ラトニック米商務長官、エプスタイン氏との昼食認める 説明矛盾で辞任要求の声高まる
ラトニック長官、エプスタイン氏との昼食認め辞任要求

ラトニック米商務長官、エプスタイン氏との昼食を認める 説明の矛盾で辞任要求の声

米国のラトニック商務長官は、2026年2月10日に開催された上院歳出委員会の公聴会において、少女らの人身取引罪などで起訴された実業家ジェフリー・エプスタイン氏と、2012年に面会していたことを明らかにしました。

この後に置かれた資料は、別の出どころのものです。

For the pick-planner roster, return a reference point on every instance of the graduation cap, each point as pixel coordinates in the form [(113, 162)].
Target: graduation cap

この発言は従来の説明と食い違っており、与野党双方から辞任を求める声が高まっています。

公聴会での詳細な説明と弁明

ラトニック氏は公聴会で、エプスタイン氏が所有するカリブ海の島を家族と訪問した際の出来事について、「船に乗っていた時に彼と昼食を食べた」と具体的に説明しました。さらに、自身の行動について「いかなる点においても、全く悪いことはしていない」と強く弁明し、関係の正当性を主張しました。

従来の説明との矛盾と政治的反響

これまでラトニック氏は、ニューヨーク州の自宅が隣同士だった2005年にエプスタイン氏と会ったものの、嫌悪感を覚えて関係を絶ったと説明していました。しかし、司法省が公開した資料によりこの説明に矛盾が生じ、与野党から「辞任すべきだ」との批判が噴出していました。公聴会では民主党議員が「今の職務への適性に疑問を投げかけるものだ」と厳しく批判し、政治的な緊張が高まっています。

トランプ政権の擁護姿勢

一方で、トランプ政権はラトニック氏を擁護する姿勢を示しています。キャロライン・レビット大統領報道官は同日の記者会見で、「長官は重要な政権メンバーであり、大統領は全面的に支援する」と述べ、政権内での支持を明確にしました。この発言は、辞任要求に対する反論として注目されています。

エプスタイン氏は2019年に勾留中に死亡しており、事件は国際的な関心を集めています。ラトニック氏の説明の変更は、米国政治における透明性と説明責任に関する議論を再燃させており、今後の動向が注視されます。